One day the war of ideas between the Baron and the young priest comes to a boiling point. Tolbiac is infuriated by a young unmarried couple who refuse to heed to his moralizing, then completely loses it when he sees a group of children cheer on a dog giving birth. Overcome with hate for all things "flesh", Tolbiac beats the dog to death, literally squeezing the last puppy out of her while he strangles her. The Baron intervenes, hitting and cursing the priest. Only puppy survives and Jeanne keeps it, naming him Murder.

Together Jeanne, the Baron and Jeanne's unmarried aunt, Lison, raise Jeanne's son Paul. The "three mothers" as Paul calls them, spoil him senseless. When Paul grows up Jeanne finds out that he is forging letters from her and a doctor excusing him from school while he is skipping classes, gambling and visiting prostitutes. Eventually, Paul is in so much debt, that in order to save him the Baron starts selling off their family properties. More and more land is sold off. But Paul continues to gamble everything away. He now lives in Paris with a young woman that Jeanne calls "the slut". First the Baron dies, then aunt Lison.

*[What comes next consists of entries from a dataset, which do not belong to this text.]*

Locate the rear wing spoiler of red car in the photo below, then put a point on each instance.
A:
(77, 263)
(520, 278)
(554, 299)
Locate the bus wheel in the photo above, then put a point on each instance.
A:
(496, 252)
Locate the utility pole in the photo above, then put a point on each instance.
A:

Jeanne, inconsolably depressed and lost, is reunited with her old maid and childhood friend, Rosalie. It turns out Rosalie's marriage turned out better than Jeanne's and her son grew up to be a decent and hard working young man. Rosalie did well by herself with the acres of land that the Baron gave her. Rosalie becomes Jeanne's new caretaker. She takes over her finances, making sure that Jeanne does not spend unwisely. She also stops enabling Paul's poor life choices. But Jeanne's finances are still in ruins from Paul's gambling. Rosalie is forced to sell the Poplars - one more heartbreaking loss that Jeanne can hardly bare. She is forced to leave her childhood home and move to a smaller house in a different town. Jeanne is resigned to live out her life in misery. She misses the sea which she could see and smell from the Poplars. Paul continues to write only when he needs to be bailed out - he has not visited his mother in seven years. Jeanne decides to come to Paris herself and try to convince Paul to come back and live with her. But when she arrives, Paul and his mistress have already left to escape paying their debts. Jeanne asks people for help in finding Paul. Instead, she gets a procession of visits from Paul's debtors who demand that she pay up for her son. She does and so loses all the money she brought with herself to Paris.

After returning from Paris, Jeanne loses all desire to live. But Rosalie reminds her that she is fortunate comparing to poor women - she does not have to work all day and starve to death when she is too old to work as is the fate of many poor women. A letter comes from Paul - his lover is pregnant. He asks Jeanne to come take the baby which he does not know how to raise. Rosalie goes to fetch the child. The child's mother dies during labor. Rosalie returns to the child which instantly brings overwhelming joy into Jeanne's life. The novel ends with ever pragmatic Rosalie's line: "Life is never as good or as bad as one thinks."

==Legacy==
Leo Tolstoy called Une Vie "an excellent novel, not only incomparably the best novel by Maupassant, but almost the best French novel since Hugo's Les Misérables."